Thanks, glad you like it.

Work on the flag will be on hold for a few days while I'm turkey hunting. Got the back box roughed in, and painted the field blue. Got some parts and decals rollin' in as we speak.


----------



## longbowdave1 (Apr 28, 2019)

Ok, so I'm back to work on the flag. Just sealing the last coats on the flag /door and then it's final assembly of hinges locks etc....

Should be done sin a day or two. Just in time. graduation is May 16thish.


----------



## longbowdave1 (Apr 30, 2019)

With 2 weeks to spare, I completed Mike's concealment flag. He'll graduate around may 16th, but the suspense is killing me, I may give it to him early. He almost caught me working on it a few different times.

 I'm not an artist by any means, and not a Law Enforcement officer either. So, I did  my best to create a Thin Blue Line flag for him. I'd love to hear comments from any of the Law Enforcement members.
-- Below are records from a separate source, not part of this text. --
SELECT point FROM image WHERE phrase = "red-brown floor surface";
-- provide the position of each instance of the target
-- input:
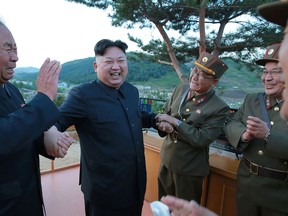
(62, 194)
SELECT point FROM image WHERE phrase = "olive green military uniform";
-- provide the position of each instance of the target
(185, 152)
(257, 186)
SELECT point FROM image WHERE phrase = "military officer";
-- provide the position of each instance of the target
(268, 12)
(258, 130)
(198, 116)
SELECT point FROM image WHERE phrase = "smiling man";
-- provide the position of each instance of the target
(198, 117)
(259, 131)
(108, 120)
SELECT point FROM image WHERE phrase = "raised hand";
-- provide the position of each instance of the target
(47, 80)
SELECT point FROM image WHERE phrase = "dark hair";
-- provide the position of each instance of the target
(103, 44)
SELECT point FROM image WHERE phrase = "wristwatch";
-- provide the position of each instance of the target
(178, 124)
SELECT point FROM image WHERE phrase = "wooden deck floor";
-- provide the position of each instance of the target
(62, 194)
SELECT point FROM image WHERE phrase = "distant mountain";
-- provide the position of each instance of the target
(241, 78)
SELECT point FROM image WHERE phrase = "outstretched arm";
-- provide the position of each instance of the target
(181, 207)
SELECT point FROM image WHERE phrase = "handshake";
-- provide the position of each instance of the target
(166, 123)
(57, 143)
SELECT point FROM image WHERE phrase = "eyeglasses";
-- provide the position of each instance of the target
(9, 49)
(274, 73)
(199, 74)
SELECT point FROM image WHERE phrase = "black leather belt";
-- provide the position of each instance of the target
(265, 171)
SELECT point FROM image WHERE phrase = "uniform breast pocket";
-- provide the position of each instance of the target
(9, 190)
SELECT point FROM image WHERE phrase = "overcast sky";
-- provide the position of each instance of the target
(61, 30)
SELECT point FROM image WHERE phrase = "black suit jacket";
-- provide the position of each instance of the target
(21, 128)
(109, 124)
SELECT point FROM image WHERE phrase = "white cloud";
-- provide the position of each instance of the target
(60, 30)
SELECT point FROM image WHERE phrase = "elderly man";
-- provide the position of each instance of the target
(278, 13)
(258, 130)
(198, 116)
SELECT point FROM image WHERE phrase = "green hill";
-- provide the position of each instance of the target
(241, 78)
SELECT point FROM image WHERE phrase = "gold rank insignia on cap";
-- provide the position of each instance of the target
(204, 59)
(271, 54)
(211, 64)
(270, 51)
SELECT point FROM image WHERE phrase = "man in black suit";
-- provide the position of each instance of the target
(21, 132)
(109, 122)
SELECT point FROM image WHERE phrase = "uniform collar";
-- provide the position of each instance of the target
(198, 99)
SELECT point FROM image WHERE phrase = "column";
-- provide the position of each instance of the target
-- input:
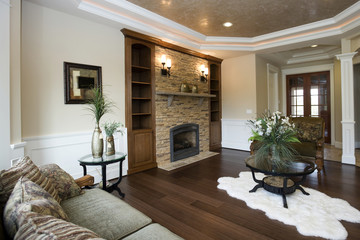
(5, 84)
(347, 103)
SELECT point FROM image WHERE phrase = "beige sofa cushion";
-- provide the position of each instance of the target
(27, 196)
(36, 226)
(108, 216)
(25, 167)
(63, 182)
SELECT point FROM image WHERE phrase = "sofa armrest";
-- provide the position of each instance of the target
(84, 181)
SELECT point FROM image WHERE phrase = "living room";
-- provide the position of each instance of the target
(43, 37)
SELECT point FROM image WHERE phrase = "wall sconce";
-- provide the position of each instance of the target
(165, 71)
(204, 71)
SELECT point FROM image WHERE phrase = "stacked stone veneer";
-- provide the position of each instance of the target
(185, 68)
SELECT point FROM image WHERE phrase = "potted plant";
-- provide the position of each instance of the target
(110, 128)
(98, 105)
(273, 135)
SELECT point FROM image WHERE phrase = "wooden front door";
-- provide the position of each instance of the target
(308, 94)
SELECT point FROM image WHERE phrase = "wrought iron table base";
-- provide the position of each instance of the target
(112, 187)
(279, 190)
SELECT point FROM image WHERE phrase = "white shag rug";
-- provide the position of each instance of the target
(314, 215)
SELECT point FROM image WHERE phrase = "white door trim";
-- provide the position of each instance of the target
(317, 68)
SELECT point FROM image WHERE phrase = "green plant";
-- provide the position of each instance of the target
(99, 104)
(273, 135)
(110, 127)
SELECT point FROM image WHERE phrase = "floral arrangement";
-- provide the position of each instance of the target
(273, 135)
(110, 127)
(99, 105)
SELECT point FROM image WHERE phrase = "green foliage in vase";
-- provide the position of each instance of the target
(273, 135)
(99, 105)
(111, 127)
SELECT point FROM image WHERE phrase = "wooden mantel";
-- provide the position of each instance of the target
(171, 95)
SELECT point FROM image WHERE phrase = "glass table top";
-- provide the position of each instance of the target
(300, 166)
(89, 159)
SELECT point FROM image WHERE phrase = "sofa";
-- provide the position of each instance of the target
(311, 133)
(46, 203)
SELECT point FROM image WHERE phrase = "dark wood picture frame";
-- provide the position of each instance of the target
(78, 81)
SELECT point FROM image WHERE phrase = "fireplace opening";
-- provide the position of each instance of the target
(184, 141)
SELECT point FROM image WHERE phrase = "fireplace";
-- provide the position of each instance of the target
(184, 141)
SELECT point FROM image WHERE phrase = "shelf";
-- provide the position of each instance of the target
(171, 95)
(141, 114)
(140, 68)
(140, 98)
(136, 82)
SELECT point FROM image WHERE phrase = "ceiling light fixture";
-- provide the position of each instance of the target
(227, 24)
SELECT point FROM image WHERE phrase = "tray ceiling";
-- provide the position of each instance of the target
(250, 18)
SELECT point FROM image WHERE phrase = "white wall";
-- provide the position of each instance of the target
(56, 132)
(238, 76)
(5, 84)
(48, 39)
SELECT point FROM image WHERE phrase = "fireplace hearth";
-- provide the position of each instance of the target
(184, 141)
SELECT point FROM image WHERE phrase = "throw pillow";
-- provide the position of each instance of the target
(63, 182)
(27, 196)
(36, 226)
(25, 167)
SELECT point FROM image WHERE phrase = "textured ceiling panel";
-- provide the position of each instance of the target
(250, 18)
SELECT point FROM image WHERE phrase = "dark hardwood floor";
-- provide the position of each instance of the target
(188, 202)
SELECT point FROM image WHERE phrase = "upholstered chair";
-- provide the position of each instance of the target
(311, 133)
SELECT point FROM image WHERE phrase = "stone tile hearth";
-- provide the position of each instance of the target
(184, 162)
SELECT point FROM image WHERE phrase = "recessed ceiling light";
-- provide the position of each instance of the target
(227, 24)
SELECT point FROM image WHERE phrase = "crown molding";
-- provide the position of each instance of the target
(142, 20)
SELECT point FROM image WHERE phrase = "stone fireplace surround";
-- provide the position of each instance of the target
(184, 141)
(183, 110)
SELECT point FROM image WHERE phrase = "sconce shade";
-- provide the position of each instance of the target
(163, 59)
(168, 63)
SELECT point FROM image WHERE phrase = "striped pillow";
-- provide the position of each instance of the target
(63, 182)
(28, 196)
(25, 167)
(36, 226)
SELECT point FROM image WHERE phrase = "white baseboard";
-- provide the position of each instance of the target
(17, 151)
(338, 144)
(65, 150)
(235, 134)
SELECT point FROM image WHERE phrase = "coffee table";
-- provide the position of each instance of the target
(282, 181)
(89, 160)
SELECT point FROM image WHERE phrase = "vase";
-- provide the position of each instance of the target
(110, 146)
(97, 144)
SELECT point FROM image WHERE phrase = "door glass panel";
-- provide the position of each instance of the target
(309, 95)
(314, 111)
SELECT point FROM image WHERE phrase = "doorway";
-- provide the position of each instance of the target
(308, 94)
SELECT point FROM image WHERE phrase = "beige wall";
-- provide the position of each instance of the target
(238, 76)
(15, 71)
(48, 39)
(337, 102)
(261, 86)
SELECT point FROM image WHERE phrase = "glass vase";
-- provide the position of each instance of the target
(97, 144)
(110, 146)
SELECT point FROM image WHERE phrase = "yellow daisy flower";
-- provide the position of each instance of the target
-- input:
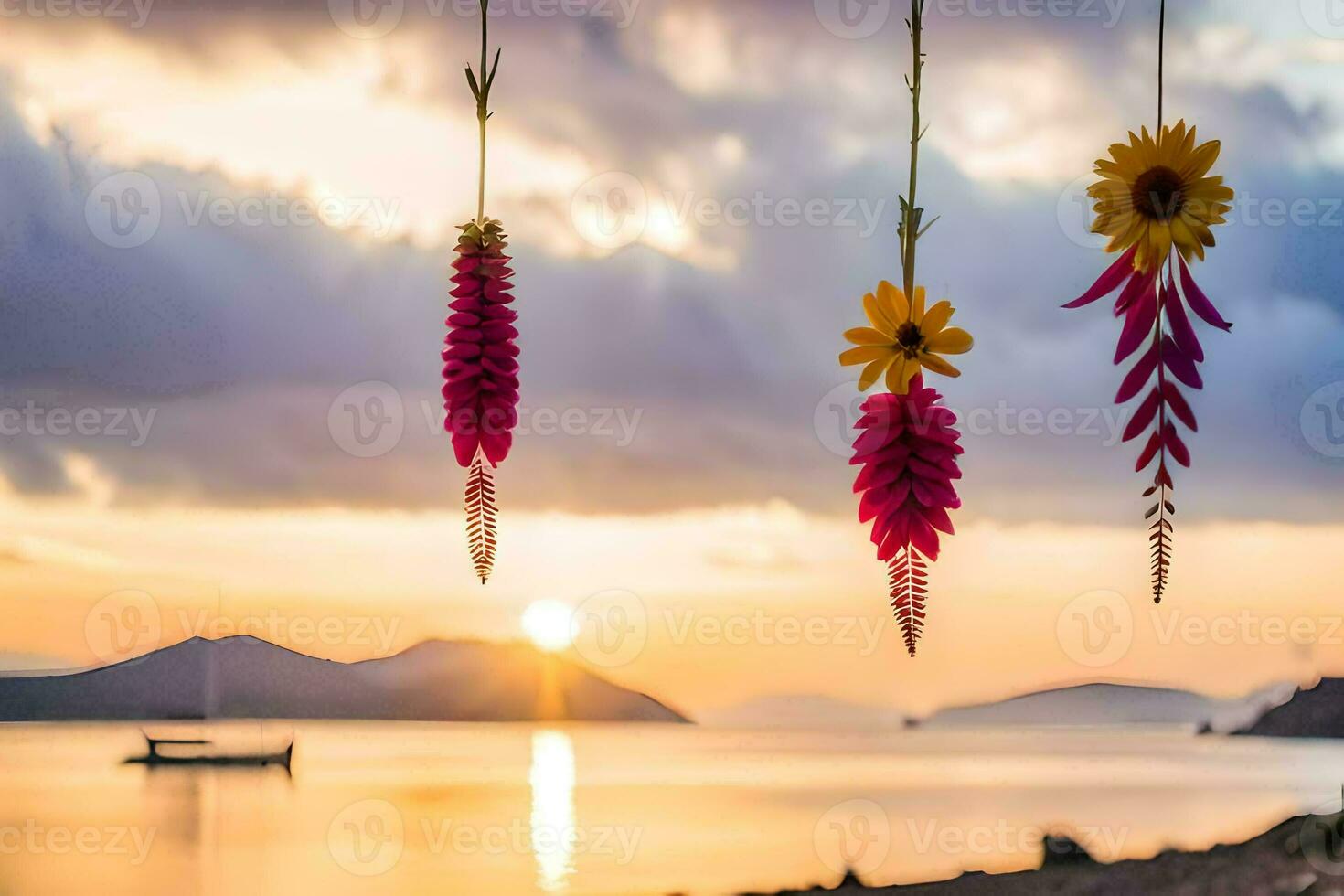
(903, 338)
(1157, 194)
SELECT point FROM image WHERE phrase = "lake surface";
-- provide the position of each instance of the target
(397, 807)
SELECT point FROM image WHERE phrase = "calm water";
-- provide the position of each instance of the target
(378, 807)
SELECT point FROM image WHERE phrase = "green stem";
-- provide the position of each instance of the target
(912, 214)
(481, 112)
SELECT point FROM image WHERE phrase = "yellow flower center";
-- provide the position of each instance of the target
(1158, 194)
(909, 338)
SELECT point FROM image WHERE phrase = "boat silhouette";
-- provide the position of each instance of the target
(155, 759)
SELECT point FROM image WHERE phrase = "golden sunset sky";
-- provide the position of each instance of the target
(283, 473)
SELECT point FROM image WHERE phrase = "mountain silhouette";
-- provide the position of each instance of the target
(245, 677)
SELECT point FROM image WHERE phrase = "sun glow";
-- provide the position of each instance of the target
(548, 624)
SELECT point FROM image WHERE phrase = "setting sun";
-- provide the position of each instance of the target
(548, 624)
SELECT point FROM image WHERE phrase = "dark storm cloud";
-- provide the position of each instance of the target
(683, 386)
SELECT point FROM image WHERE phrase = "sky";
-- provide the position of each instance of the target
(225, 235)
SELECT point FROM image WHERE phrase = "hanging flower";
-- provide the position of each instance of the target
(480, 359)
(909, 455)
(480, 378)
(1156, 197)
(902, 338)
(1156, 194)
(906, 443)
 I use a few more trick parts on this than I did on my concealment shelf. A programmable RFID lock, gas struts to hold it open, and magnets for holding extra Mags and a few of his knives. The lock came with two cards and two key ring fobs. I put in a pegboard for holding his CCW, that ways its adjustable for different weapons in the future. The board is on about a 10 degree tilt to securely hold the pistol and allow for easy grab if needed. His pistol is a Sig 365, I snuck it away and traced to outline to set the pegs. That's just my cheap gun in the picture.


----------



## longbowdave1 (Apr 30, 2019)




----------



## longbowdave1 (Apr 30, 2019)

It's built from select pine boards. I found a link on the web on all the ratio's of the US Flag. Some I've seen look a little out of kilter, and I tried to do my best to represent old glory.


----------



## lonewolf247 (May 4, 2019)

Nice Job!


----------



## longbowdave1 (May 4, 2019)

lonewolf247 said:


> Nice Job!


Thank you. I gave Mike his gift Tuesday. He was surprised and really liked the flag.


----------